Anna: Thank you for clearing that up—that was a big point of uncertainty for both myself and the actors, and solidifying the identity of the Judges was pivotal. We should probably get onto the glossary, or you’ll be sitting here all day while I list research at you.
Juliana: When you asked me what the glossary should look like, I sent you a “radical” example. Michelle Huynh, an amazing dramaturg at UCSD, had created a glossary like I’d never seen before. In addition to specific key words from the text, she named themes that we had discussed with the playwright, poetry, and questions to chew on. So, tell me about your glossary.
Anna: One factor that made the glossary so large was the desire to have a plethora of quite specific words to choose from. We needed more than friendship; we needed companionship, abandonment, love, trust, etc. to choose from as there were constantly different sensations entering and exiting! Inspired by Huynh’s glossary, ours featured artworks, poems, stories, reflections, and questions…beacons for each actor’s individual process of discovery.

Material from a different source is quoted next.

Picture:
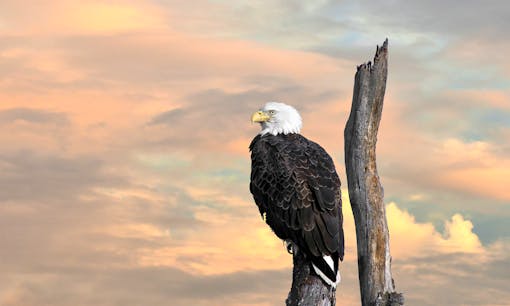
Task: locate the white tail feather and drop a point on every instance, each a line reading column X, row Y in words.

Juliana: For example, I was really interested in uncovering more context surrounding Voltairine de Cleyre. She is mentioned by name in the play. You had sourced speeches from her work as a radical advocate for women and immigrant’s political rights. As I went down my own de Cleyre rabbit hole, I learned of her debilitating migraines, as well as a traumatic assassination attempt on her life. These were additions that I wanted to highlight for everyone, especially the actor playing Julia.
Anna: We found ourselves co-navigating an ever-weaving tapestry of feelings, ideas, and identities throughout the play. When we went to organize the research into a Google document glossary, we decided to form six groups, separated in two categories. Each group was a part of either the “Seen” or the “Unseen” category. This binary helped us categorize ideas that characters may or may not be aware of.
Juliana: This split in the glossary was helpful to underline the juxtaposition in the play for the actors. The Judges may be unseen to most but their actions have real impact on the women. The audience watches Julia hallucinate. They do not see what she sees, but it’s clearly very real to her. They have to believe that what she is seeing is, in fact, what is happening. Her perception has to supersede ours in that moment.
Anna: Yes! The groups (which correlated to parts of the body: heart, brain, etc.) outlined the physical and non-physical truths of our characters. Some of these women are in serious life transitions, some are ex-lovers, some have gone through painful and treacherous experiences that their friends may not know about.
Juliana: It was a place where we could navigate the surrealness that was happening in the play. One of the central images that I had was a photograph created by Cuban sculptor Ana Mendieta, from her Silueta series. In the image, we see the artist laying naked in a void in the ground. Her body is covered in small blooming flower cuttings. There was something about this image—a cycle of death, resurrection, suffering, pain, absolution, purification—that felt like what the women were moving through.
Anna: I’m so glad you brought up Mendieta and her siluetas, whose work, as vast and conflicting as it is, manifests as a naked imprint of her body in the earth. While it can seem very overwhelming as a concept, it’s what we do as human beings: we bring the unseen into the forefront of our mind, and we come to self-awareness. We are all on our own journey toward self-understanding on both a physical and a celestial level, and it’s centered through the physical bodies we inhabit. Sorry, I’m going way out there again!
Juliana: I live for your run on sentences! So, how did we incorporate the glossary during tablework?
It was really special to be investigating women’s histories as a group of women.
Anna: We had a massive monitor in the space projecting our glossary (which was an ever-evolving digital document). While you and the actors ventured into the text, I followed along with the glossary posing questions, sharing ideas, and providing images to help us dissect the work more critically.
Juliana: It was really special to be investigating women’s histories as a group of women. Our stage management team, assistant director, yourself, and the cast were all women. Can you talk a little bit about the poetry packet? It was such a tender way to share your own heart with the cast. And modeled the vulnerability I was trying to set up in the room.
Anna: You shared early on that you love to engage in poetry with your actors, so I went out on a search for poems that might help us tell this story. I fell in love with the works of a collection of women poets (Georgia Douglas Johnson, Emily Dickinson, and Angelina Weld Grimké to name a few), whose artistry I cherished even more as I researched their lives (just as Irene did with her love of nostalgia). These are women who lived anywhere from the 1850s to the 1950s, and as we read their work, it was like you could see our characters. You could see Julia through these poems. You could see Fefu through these poems.